Welcome to the December edition of the Cloudera Fast Forward Labs newsletter. This month we dive into the world of Video Understanding and share our favorite reads.
For the past few months, we’ve been diligently digging into a newly-emerging capability: Video Understanding! While working with video data has considerable overlap with image understanding, information extraction from video presents a new level of complexity and a new world of possibilities.
Video understanding is an umbrella term for a wide range of technologies that automatically extract information from video. Readers familiar with computer vision, as applied to still images, might wonder what the main differences between image and video processing are. Can’t we just apply still image algorithms to each frame of the video sequence, and extract meaning in that way? The short answer is “yes, but…”. While it is indeed possible to apply image methods to each frame in a video (and some approaches do), considering temporal dependencies results in tremendous gains of predictive capabilities. This blog post provides an introduction to a slew of these capabilities as well as some nascent applications that harness these technologies in the real world.

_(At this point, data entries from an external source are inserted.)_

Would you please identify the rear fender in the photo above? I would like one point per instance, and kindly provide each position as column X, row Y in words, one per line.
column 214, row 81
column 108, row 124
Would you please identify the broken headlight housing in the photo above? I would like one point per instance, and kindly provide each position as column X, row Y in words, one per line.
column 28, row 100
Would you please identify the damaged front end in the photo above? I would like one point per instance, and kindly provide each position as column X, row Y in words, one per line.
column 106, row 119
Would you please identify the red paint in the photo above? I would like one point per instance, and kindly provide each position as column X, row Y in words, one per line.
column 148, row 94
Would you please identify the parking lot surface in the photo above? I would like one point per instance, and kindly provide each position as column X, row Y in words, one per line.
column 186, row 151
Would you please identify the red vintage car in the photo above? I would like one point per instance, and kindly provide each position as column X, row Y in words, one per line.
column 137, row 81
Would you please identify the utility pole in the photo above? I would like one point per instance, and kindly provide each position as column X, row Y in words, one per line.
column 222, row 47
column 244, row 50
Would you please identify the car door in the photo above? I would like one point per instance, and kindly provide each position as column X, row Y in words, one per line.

Action forecasting is just one emerging capability in the vast world of video understanding.
Those familiar with our work know that here at CFFL, we don’t just write about the latest ML, we also love to build things with it! While our prototypes now live in Cloudera’s data science products, our repos are always intended for a broad audience. To that end, we thought it was high time that we added this section to our newsletter to highlight some of these projects. Here you’ll find links to repos we’re currently working on, as well as polished prototypes. Keep in mind that projects under development are subject to change, while finalized repos provide stable releases with long-term support.
This project accompanies the video understanding blog above and provides two ways to explore the specific task of video classification. The first is an interactive Jupyter Notebook that allows the user to investigate the data and models behind video classification, as well as to highlight some of the challenges and considerations of working with video data. The second is a script that allows the user to evaluate video classification models on a handful of standardized video datasets.
To combat concept drift in production systems, it’s important to have robust monitoring capabilities that alert stakeholders when relationships in the incoming data or model have changed. In this Applied Machine Learning Prototype (AMP), we demonstrate how this can be achieved on CML. Specifically, we leverage CML’s Model Metrics feature in combination with Evidently.ai‘s Data Drift, Numerical Target Drift, and Regression Performance reports to monitor a simulated production model that predicts housing prices over time.
Check out replays of livestreams covering some of our research from this year.
Deep Learning for Automatic Offline Signature Verification
Session-based Recommender Systems
Representation Learning for Software Engineers
Our research engineers share their favorite reads of the month:
Distilling large, complex topics into concise, easily digestible explanations truly is an art. In this excellent blog post, Brandon Rohrer does just that. By introducing fundamental concepts with visual examples and then stacking those ideas together as building blocks, Brandon helps the reader intuit not only how modern Transformers work, but also why design choices were made to reach the ultimate architecture. This is one of the best resources I’ve come across on the topic. -Andrew
PolyViT: Co-training Vision Transformers on Images, Videos and Audio
The authors of this paper open with a question: Can we train a single transformer model capable of processing multiple modalities and datasets, whilst sharing almost all of its learnable parameters?
And apparently, the answer is yes.
This paper, a collaboration by teams from Google Research, University of Cambridge, and the Alan Turing Institute, combines Vision Transformers (ViT) with the technique of co-training to produce the PolyViT model which can perform image, audio, and video classification!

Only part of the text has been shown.